Ein Gutachten hatte dem Museumsschiff einen Totalschaden bescheinigt. Nun wird es mithilfe von Bundesmitteln rekonstruiert. Wir klären die wichtigsten Fragen.

Zu sehen ist die Seute Deern auf dem Wasser.
Woher kommt das Geld so plötzlich?
Der Haushaltsausschuss des Bundestages hat satte 46 Millionen Euro für den Nachbau der "Seute Deern" am Donnerstag bewilligt. Nur der Bundestag muss noch zustimmen. Der Bremerhavener Bundestagsabgeordnete Uwe Schmidt (SPD) schreibt sich dieses Ergebnis auf die Fahne. Er habe das Geld organisiert.
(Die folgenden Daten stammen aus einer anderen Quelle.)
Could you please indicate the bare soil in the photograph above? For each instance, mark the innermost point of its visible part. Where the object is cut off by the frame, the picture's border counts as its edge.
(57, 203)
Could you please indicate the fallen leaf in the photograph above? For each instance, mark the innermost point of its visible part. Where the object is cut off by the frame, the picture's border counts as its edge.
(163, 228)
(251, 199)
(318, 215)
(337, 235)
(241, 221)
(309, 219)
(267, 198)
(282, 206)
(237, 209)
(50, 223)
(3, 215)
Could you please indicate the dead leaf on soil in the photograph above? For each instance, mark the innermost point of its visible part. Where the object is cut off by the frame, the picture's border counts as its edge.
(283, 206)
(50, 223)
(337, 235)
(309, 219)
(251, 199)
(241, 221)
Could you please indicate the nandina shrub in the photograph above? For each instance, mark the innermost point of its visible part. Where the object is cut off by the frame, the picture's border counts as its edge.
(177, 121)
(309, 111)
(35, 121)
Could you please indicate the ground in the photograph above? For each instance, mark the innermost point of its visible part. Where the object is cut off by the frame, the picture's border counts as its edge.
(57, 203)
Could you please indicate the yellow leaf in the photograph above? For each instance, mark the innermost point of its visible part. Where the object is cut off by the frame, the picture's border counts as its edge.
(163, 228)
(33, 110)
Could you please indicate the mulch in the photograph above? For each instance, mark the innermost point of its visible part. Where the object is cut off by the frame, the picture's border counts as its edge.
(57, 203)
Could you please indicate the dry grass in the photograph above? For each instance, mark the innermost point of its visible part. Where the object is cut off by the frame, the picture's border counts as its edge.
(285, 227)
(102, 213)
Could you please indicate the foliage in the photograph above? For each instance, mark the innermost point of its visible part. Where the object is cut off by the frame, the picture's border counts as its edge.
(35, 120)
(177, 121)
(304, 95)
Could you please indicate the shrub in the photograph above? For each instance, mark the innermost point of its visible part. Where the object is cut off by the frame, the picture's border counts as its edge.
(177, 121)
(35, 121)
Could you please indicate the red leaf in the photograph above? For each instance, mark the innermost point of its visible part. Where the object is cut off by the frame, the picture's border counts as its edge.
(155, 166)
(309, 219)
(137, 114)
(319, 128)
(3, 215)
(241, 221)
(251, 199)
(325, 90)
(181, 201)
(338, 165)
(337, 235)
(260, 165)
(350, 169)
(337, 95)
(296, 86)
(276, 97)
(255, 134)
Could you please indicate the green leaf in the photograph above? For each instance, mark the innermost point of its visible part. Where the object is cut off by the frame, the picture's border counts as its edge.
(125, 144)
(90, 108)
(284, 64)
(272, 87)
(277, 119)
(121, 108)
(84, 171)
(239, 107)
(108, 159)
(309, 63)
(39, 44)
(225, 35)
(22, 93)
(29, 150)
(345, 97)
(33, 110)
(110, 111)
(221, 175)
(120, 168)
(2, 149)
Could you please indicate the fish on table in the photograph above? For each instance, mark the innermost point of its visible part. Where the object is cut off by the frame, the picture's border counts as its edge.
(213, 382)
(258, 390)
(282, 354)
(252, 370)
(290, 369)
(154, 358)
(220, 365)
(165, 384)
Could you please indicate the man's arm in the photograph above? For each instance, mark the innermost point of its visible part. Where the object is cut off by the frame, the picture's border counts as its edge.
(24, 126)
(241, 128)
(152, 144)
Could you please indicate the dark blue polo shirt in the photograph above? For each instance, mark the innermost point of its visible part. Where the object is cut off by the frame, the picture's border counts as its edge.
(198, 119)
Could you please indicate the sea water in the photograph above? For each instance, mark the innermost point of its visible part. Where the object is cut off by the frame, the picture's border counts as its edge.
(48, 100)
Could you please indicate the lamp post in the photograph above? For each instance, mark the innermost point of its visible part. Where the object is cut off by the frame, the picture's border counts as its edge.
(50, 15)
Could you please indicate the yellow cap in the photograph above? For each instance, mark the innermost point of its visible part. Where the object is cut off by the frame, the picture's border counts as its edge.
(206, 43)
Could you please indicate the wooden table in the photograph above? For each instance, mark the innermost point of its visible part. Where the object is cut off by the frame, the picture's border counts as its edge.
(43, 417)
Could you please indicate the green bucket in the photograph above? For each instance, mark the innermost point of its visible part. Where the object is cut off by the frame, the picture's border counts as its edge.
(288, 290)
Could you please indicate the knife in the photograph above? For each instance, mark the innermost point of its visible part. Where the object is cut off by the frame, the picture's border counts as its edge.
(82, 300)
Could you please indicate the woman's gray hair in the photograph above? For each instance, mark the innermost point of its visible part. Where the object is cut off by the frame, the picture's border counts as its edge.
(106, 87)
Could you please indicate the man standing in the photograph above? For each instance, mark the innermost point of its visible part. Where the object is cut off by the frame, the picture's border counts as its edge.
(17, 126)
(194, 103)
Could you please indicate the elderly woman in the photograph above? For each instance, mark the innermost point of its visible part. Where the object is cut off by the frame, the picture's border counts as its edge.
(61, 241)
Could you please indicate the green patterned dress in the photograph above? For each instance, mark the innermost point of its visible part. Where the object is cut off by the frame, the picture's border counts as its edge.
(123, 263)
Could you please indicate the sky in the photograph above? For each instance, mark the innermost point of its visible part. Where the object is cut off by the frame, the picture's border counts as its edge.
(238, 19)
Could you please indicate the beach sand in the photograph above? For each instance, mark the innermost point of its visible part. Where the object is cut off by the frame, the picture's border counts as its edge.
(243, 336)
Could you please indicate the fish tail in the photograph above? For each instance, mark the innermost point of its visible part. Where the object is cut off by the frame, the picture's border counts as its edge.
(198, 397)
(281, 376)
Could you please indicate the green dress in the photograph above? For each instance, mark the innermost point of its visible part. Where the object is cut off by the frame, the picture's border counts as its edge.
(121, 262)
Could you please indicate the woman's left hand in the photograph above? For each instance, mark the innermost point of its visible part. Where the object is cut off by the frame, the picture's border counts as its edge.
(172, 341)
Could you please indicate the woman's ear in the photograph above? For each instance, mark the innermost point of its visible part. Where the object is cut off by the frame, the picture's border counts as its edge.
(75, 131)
Die ursprünglich im vergangenen Jahr bewilligten 17 Millionen Euro für die Sanierung wurden somit um 29 Millionen Euro aufgestockt. Das Land Bremen und die Stadt Bremerhaven müssen, so der Plan, nichts dazugeben. Damit sichere der Bund dauerhaft maritimes Erbe in der Seestadt, findet Schmidt. Die SPD sieht das als Erfolg für die Stadt, das Wahrzeichen bleibt erhalten.

Zum Vergleich: Auch einige niedersächsische Einrichtungen bekamen am Donnerstag Geld zugesprochen – aber längst nicht so viel wie Bremerhaven. Der Haushaltsausschuss bewilligte unter anderem 15 Millionen Euro für die Sanierung der Kunsthalle Emden und 4,5 Millionen Euro für die Sanierung und Erweiterung des Landesmuseums für Natur und Mensch in Oldenburg.
Fließt das komplette Geld in den Neubau der "Seute Deern"?
Laut Schmidt wird ein Großteil der 46 Millionen für die "Seute Deern" genutzt werden. Das, was am Ende übrig bleibt, soll in den Museumshafen investiert werden. Da liegen weitere Schiffe, die ebenfalls in einem sanierungsbedürftigen Zustand sind. Außerdem soll der ganze Bereich umgestaltet werden. Darüber hinaus gibt es 1,1 Millionen Euro für die Sanierung des historischen Feuerschiffs "Elbe 3".
Wie sind die Reaktionen auf die Millionen-Zusage?
Museumsdirektorin Sunhild Kleingärtner freut sich, dass mit der "Seute Deern“ ein Wahrzeichen Bremerhavens für die Bürger und Gäste der Stadt in erneuerter Form erhalten werden könne. Gleichzeitig verwies sie darauf, dass der Museumshafen auch nach der Sanierung der Schiffe eine Perspektive – und nicht zuletzt Geld – brauche. Bremens Wissenschafts- und Häfensenatorin Claudia Schilling (SPD) begrüßt die Entscheidung ebenfalls. Sie sei eine Chance für den Museumshafen. Ähnlich äußert sich Bremerhavens Oberbürgermeister Melf Grantz (SPD). Auch für CDU-Fraktionschef Thorsten Raschen ist die Finanzspritze des Bundes eine überraschende und sehr positive Nachricht für Bremerhaven. Es sei wichtig, dass beim Nachbau möglichst viele Teile des alten Schiffes verbaut würden.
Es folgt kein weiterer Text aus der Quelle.